Roughly, we don't break it down specifically, but generally speaking, it's been about 20% variable on other operating and about 33% variable on the personal line item that would generally be about the same.
Nikolai Fisken – Stephens, Inc.
And this is where most of the additional land cost sales are going to come out?
Anthony J. Park
They come out of both areas, I mean we're certainly getting -- a big part of the cost saves have come and are coming out of the personal line item. I think of the total $231 million, I want to say over a $150 million came from personal savings and maybe there, yeah, about the rest 80 million or so came from the other operating.
William P. Foley, II
The one thing we do want to make a point on or make clear on the synergies of $231 million, those are synergies that have been achieved, those are not projected synergies beyond March 31. So, those are in hand and in terms of some corporate synergies, there is a bit more to come in April and May as we really move away from the LandAmerica Richmond office and fully integrate our operations down here in Jacksonville.
And we are running a few duplicate expenses as we bring people, get people trained and get them hired down in Jacksonville versus Richmond.

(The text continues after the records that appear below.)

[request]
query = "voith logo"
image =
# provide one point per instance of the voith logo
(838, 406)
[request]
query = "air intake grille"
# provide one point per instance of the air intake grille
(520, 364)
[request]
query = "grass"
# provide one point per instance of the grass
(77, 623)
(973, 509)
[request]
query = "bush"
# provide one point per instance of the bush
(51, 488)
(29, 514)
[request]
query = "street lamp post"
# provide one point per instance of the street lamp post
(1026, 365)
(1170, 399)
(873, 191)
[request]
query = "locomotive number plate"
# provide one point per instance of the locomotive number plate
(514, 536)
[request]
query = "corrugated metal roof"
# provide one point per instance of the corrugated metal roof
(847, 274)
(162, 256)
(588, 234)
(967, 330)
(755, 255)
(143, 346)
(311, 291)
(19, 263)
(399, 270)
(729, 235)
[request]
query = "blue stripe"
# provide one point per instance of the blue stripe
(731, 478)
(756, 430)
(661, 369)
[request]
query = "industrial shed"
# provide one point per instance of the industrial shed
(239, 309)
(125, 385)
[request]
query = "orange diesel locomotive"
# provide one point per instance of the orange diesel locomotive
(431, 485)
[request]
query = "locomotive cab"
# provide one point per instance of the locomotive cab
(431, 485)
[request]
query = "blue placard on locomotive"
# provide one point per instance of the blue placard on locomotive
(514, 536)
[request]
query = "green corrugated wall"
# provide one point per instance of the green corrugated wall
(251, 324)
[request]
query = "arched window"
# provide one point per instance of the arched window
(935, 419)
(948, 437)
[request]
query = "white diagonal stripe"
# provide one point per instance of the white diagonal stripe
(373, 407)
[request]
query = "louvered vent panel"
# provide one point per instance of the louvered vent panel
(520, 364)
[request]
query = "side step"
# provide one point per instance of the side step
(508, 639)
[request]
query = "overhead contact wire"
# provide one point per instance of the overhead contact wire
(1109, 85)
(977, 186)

Nikolai Fisken – Stephens, Inc.
I forgot one other thing -- on the write-downs, on the equity portfolio, anything else you guys foresee?
William P. Foley, II
If we haven't got it by now, I don't, our total equity portfolio at this point is about $19 million, but I mean, and every time we get there kind of little bit of profit we sell an issue. So, out of our $4.6 billion, we have $19 million now in equities.
So, I think we have got that I guess it could be 19, I don't know, it's low, I mean we have pretty good stocks but…
Nikolai Fisken – Stephens, Inc.
Well, for all our sakes. I hope you guys don't have anymore.
Thanks so much.
Operator
Thank you. (Operator Instructions).
Our next question will come from the line of Nat Otis with KBW. Please go ahead.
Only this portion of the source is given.